On June 13, 1864, Kirk's 130 volunteers successfully routed Confederates at Camp Vance, where 279 Rebels surrendered as prisoners of war and forty soldiers were recruited into the Union regiment.30 By mid 1864, the remnants of Bryson's Boys were gathered by their friend, Enoch "Pete" Voyles of Persimmon Creek Community in Cherokee County, North Carolina, and led to Knoxville, Tennessee training camps where they were officially mustered into the Union Army on October 1, 1864. Voyles, who had formerly served in Hugh Harvey Davidson's Company C,31 39th N. C. Regiment in the Confederacy, was appointed Captain of Company G to be comprised mostly of men from Monroe County, Tennessee and Cherokee County, North Carolina.32 These volunteers enlisted in one of eight companies of Tennessee's Third Mounted Infantry Regiment for one hundred days' service, but most fell into the ranks of Captain Voyles' Company G. Thus, these soldiers were commonly referred to as "the 100 day volunteers."

FOOTNOTES

1. R. N. Price, Holston Methodism from Its Origin to the Present Time, Vol. I, (Nashville, Tennessee, 1903), p. 33.
2. Ibid., p. 51.
3. John Preston Arthur, Western North Carolina - A History 1730-1913, (Spartanburg, South Carolina, 1973-4), pp. 603-604.
4. Ibid., p. 600.
5. Ibid.
6. Nathaniel C. Browder, The Cherokee Indians and Those Who Came After, (Hayesville, North Carolina, 1973), pp. 322-323.

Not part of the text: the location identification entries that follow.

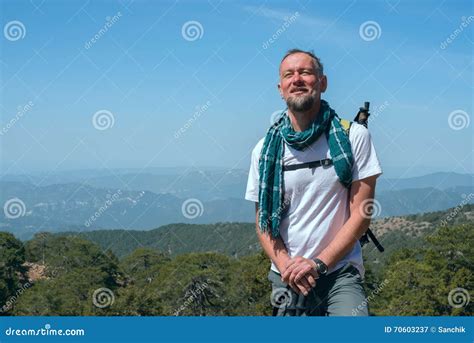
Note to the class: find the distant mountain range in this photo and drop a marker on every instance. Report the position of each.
(126, 199)
(239, 239)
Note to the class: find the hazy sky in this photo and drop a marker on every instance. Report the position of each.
(110, 84)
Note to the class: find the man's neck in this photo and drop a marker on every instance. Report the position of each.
(301, 121)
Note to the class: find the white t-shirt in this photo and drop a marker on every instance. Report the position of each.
(318, 202)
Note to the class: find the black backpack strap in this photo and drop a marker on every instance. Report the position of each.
(325, 163)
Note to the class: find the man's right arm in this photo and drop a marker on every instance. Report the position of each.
(273, 247)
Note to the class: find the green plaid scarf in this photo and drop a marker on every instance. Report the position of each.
(271, 188)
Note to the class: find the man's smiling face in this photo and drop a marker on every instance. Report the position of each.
(300, 84)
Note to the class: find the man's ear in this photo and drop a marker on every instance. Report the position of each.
(279, 90)
(323, 83)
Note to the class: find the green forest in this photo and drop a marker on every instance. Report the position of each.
(77, 274)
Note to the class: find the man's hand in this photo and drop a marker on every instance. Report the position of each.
(300, 274)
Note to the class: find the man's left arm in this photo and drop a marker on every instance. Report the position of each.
(361, 201)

7. Paul J. Long, Our Hill Country Heritage, Vol. II, (Oak Ridge, Tennessee), p. 83.
8. Ibid., p. 154.
9. Browder, p. 338.
10. Arthur, pp. 603-604.
11. William Ballard Lenoir, A History of Sweetwater Valley, (Baltimore, Maryland, 1976), p. 391.
12. Arthur, pp. 187-188.
13. Louisa Stiles' pension application as widow of Union soldier, Thomas Stiles, found in the National Archives, GSA Office of Records and Pensions, Washington, D.C.
14. Arthur, p. 586.
15. Ibid., p. 605.
16. Long, p. 83.
17. Arthur, pp. 603-604.
18. Lenoir, p. 403.
19. Civil War Centennial Commission, Tennesseans in the Civil War, Vol. I, (Nashville, Tennessee, 1964), pp. 298-299.
20. Lenoir, p. 403.
21. Long, p. 83.
22. Arthur, p. 584.
23. Ibid., p. 585.
24. Ibid.
25. Vernon H. Crow, Storm in the Mountains, (Cherokee, North Carolina, 1982), p. 51.
26. Paul J. Long, "Bushwhacking Is a Part of Our History," Monroe County Democrat, November 12, 1969.
27. Ibid. and Columbus Moss' tombstone inscription at Moss Cemetery, Marble, Cherokee County, North Carolina.
28. Long, Our Hill Country Heritage, p. 83.
29. God's Country, (Murphy, North Carolina, 1982: Cherokee County Chamber of Commerce), p. 27.
30. Arthur, p. 605.
31. Walter Clark, editor, North Carolina Regiments 1861 - 1865, (Goldsboro, North Carolina), p. 706.
32. Civil War Centennial Commission, pp. 356-357.